Structure loading is allowlisted. By default, BioVoice reads demo inputs from examples/data/local, .runtime, and output; wider private folders require an explicit STRUCTURE_ALLOWED_PATHS entry in your local .env.
| Category | Supported today | Not supported yet |
|---|---|---|
| Live voice provider | OpenAI Realtime API | Anthropic live voice, Gemini live voice, provider switching |
| Speech stack | Browser mic + OpenAI Realtime + configurable transcription model | Local/offline speech recognition and synthesis |
| Modes | Push-to-talk, always-on, offline rehearsal | Multi-provider voice routing |
| Targets | PyMOL, ChimeraX | Additional visualization targets |
| Platform convenience | macOS autolaunch | First-class Linux / Windows autolaunch |
- Your browser captures microphone audio
- The browser opens a WebRTC session to OpenAI Realtime
- The local backend manages tool registration, tool execution, state, logging, and target control
- PyMOL is controlled through XML-RPC and ChimeraX through REST
REALTIME_TRANSCRIPTION_MODELis configurable in.env- There is no alternate live voice provider path today
flowchart LR
User["Scientist with microphone"] --> Browser["Browser voice console"]
Browser --> OpenAI["OpenAI Realtime API"]
Browser -. session bootstrap .-> Server["Local BioVoice backend"]
Server --> OpenAI
Server --> PyMOL["PyMOL (XML-RPC)"]
Server --> ChimeraX["ChimeraX (REST)"]
Server --> LocalFiles["Local structures, maps, exports, and logs"]
For deeper detail, including the privacy boundary and support matrix, see Architecture and Provider Support.
When you speak, the browser streams audio over WebRTC to OpenAI Realtime.
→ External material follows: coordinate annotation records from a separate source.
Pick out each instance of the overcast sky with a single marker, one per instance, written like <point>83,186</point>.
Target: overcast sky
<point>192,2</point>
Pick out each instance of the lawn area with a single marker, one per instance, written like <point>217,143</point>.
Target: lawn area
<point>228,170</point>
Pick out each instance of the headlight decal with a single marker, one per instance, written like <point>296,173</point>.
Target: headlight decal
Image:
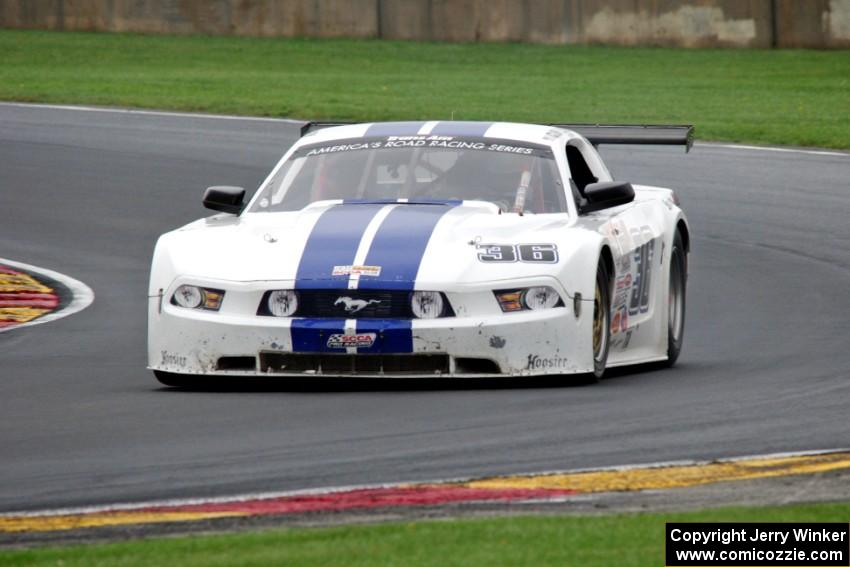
<point>196,297</point>
<point>528,299</point>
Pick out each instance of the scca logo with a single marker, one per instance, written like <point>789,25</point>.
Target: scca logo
<point>364,340</point>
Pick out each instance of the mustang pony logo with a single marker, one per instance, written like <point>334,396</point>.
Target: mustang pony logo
<point>355,305</point>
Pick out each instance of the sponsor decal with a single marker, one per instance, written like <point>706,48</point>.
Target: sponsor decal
<point>171,359</point>
<point>340,340</point>
<point>467,141</point>
<point>354,305</point>
<point>537,362</point>
<point>373,271</point>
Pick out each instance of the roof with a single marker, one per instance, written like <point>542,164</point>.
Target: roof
<point>532,133</point>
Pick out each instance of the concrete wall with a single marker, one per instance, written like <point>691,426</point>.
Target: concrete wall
<point>689,23</point>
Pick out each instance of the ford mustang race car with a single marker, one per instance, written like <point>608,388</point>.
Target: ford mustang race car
<point>427,249</point>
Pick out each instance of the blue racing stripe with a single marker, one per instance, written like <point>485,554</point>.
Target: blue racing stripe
<point>399,245</point>
<point>333,242</point>
<point>394,129</point>
<point>472,129</point>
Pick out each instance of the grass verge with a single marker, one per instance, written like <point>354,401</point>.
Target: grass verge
<point>796,97</point>
<point>628,540</point>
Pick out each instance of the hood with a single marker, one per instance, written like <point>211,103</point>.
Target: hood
<point>388,245</point>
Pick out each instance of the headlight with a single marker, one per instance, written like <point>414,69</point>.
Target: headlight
<point>194,297</point>
<point>426,304</point>
<point>541,297</point>
<point>534,298</point>
<point>282,302</point>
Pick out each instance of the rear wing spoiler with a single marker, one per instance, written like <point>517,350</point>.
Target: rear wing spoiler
<point>595,133</point>
<point>644,135</point>
<point>311,126</point>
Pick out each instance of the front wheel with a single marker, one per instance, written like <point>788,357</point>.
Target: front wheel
<point>601,322</point>
<point>177,380</point>
<point>676,299</point>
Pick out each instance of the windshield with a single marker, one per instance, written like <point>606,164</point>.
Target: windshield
<point>513,175</point>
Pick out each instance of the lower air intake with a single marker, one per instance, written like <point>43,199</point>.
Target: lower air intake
<point>347,364</point>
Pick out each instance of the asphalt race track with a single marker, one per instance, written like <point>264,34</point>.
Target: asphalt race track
<point>766,365</point>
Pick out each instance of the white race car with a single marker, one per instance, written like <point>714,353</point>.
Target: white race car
<point>427,249</point>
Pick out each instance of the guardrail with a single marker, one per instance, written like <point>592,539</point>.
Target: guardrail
<point>686,23</point>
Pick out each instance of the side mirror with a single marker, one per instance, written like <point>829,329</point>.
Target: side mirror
<point>607,194</point>
<point>225,198</point>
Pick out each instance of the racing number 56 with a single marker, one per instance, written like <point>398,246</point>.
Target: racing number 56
<point>544,253</point>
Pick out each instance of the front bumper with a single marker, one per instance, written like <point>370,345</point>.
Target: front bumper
<point>480,341</point>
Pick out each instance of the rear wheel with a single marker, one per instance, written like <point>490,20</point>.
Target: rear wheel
<point>601,322</point>
<point>676,299</point>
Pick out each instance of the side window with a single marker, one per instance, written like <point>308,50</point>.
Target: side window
<point>579,170</point>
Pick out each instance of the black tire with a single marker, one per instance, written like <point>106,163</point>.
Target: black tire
<point>678,280</point>
<point>601,334</point>
<point>177,380</point>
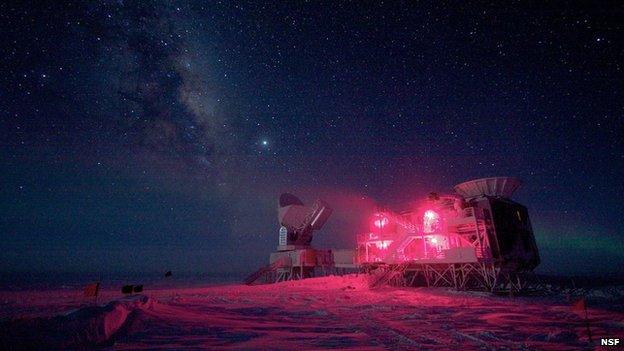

The model decides which of the registered function tools to call and emits a structured JSON payload. The BioVoice backend validates it, routes it to the right target adapter (PyMOL XML-RPC or ChimeraX REST), executes it, and streams the result back into the session context so the model can pick the next action.
Here is the real run_scientific_workflow tool definition from packages/runtime-and-adapters/src/realtime/tool-definitions.ts:
{
type: "function",
name: "run_scientific_workflow",
description:
"Run a domain-level AlphaFold or Rosetta workflow and compile it into " +
"the existing PyMOL or ChimeraX action wrappers. Prefer this for task-level " +
"requests such as AlphaFold confidence review, prediction-vs-experiment " +
"overlay, multimer interface triage, PAE-guided uncertainty review, cryo " +
"handoff, Rosetta scaffold-versus-design review, scorefile-ranked " +
"top-design compare, interface packing review, or ligand redesign review.",
parameters: {
type: "object",
properties: {
target: { type: "string", enum: ["pymol", "chimerax"] },
workflow: {
type: "string",
enum: [
"alphafold_confidence_review",
"alphafold_vs_experiment_overlay",
"alphafold_multimer_interface_review",
"alphafold_pae_guided_triage",
"alphafold_to_cryo_handoff",
"rosetta_scaffold_design_review",
"rosetta_interface_packing_review",
"rosetta_ligand_redesign_review",
"rosetta_top_design_compare",
],
},
inputs: { oneOf: [alphaFoldInputsSchema, rosettaInputsSchema] },
presentationMode: { type: "string", enum: ["analysis", "demo", "publication"] },
export: scientificWorkflowExportSchema,
dryRun: { type: "boolean" },
summary: { type: "string" },
recipeId: { type: "string" },
},
required: ["target", "workflow", "inputs"],
additionalProperties: false,
},
}The model never types raw PyMOL or ChimeraX commands. It picks a workflow ID, the backend compiles it into structured per-target actions, and the adapters execute them. This keeps the conversation robust against command rot, hallucinated syntax, and app-version drift — the three biggest failure modes for naive tool calling against scientific software.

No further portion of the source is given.